»WIZO gets in touch«

Auf Tuchfühlung mit der Kunst

Die Kunst feiern in der reihe »WIZO gets in touch« Foto: Rafael Herlich

Unterschiedlicher als die Arbeiten von Daniel Woeller und Eitan Vitkon können Fotografien kaum sein. Beide Künstler setzen sich mit Israel auseinander. Der eine, Eitan Vitkon, weil er dort geboren ist, und weil er seine Liebe und seinen Hass zu dem Land in seinen Bildern ausdrücken möchte. Der andere, Daniel Woeller, ein Frankfurter, weil er sich auf Spurensuche begeben hat in das Land seines Vaters, auch wenn dieser nie mit dem Sohn über sein Judentum gesprochen hat.

Dank des Engagements der beiden Kunstexpertinnen Nicole Wiener und Susana Shaker lud die WIZO Frankfurt am vergangenen Donnerstag zu dem mittlerweile dritten Event der Reihe »WIZO gets in touch« in den Pop‐up‐Store »Kollekt« ein. Zu sehen waren die Arbeiten von Woeller und Vitkon.

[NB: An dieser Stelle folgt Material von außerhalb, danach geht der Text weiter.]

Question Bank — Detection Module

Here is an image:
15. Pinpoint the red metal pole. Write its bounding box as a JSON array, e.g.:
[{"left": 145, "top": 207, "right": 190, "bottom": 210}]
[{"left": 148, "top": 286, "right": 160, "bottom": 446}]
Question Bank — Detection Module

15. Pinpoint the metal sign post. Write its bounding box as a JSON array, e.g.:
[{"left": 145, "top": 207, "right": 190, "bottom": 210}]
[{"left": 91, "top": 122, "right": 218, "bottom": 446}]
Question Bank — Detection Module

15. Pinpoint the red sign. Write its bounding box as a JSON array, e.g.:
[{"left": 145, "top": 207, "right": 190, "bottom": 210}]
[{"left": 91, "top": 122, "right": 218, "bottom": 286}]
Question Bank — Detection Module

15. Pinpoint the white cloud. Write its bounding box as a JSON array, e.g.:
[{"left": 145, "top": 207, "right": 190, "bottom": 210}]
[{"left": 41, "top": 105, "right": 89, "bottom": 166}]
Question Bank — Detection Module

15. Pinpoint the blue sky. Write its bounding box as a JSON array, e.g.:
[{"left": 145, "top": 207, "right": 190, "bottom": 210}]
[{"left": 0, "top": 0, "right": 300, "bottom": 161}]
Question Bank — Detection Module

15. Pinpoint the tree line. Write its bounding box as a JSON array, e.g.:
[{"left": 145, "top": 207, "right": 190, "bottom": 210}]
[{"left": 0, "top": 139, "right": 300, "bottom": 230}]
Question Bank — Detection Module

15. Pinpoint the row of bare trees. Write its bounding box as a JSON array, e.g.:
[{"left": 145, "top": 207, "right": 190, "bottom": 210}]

Dialog Die Idee zu diesem Event hatten Nicole Faktor, Vizepräsidentin der WIZO Deutschland, und Cathy Miller, Mitglied des Frankfurter WIZO‐Vorstands. »Brücken bauen, Kommunikation und Austausch anregen« – so umschreibt Nicole Faktor die WIZO‐Reihe. »Wichtig ist uns dabei, dass es ein Thema gibt, sei es nun sozial, politisch oder kulturell, über das die Gäste miteinander reden. Wir wollen nicht einfach nur eine Party feiern, sondern zum Dialog anregen.« Gleichzeitig erinnerte sie daran, dass die WIZO, immerhin die weltweit größte Frauenorganisation, in zwei Jahren ihr 100‐jähriges Bestehen begehen wird.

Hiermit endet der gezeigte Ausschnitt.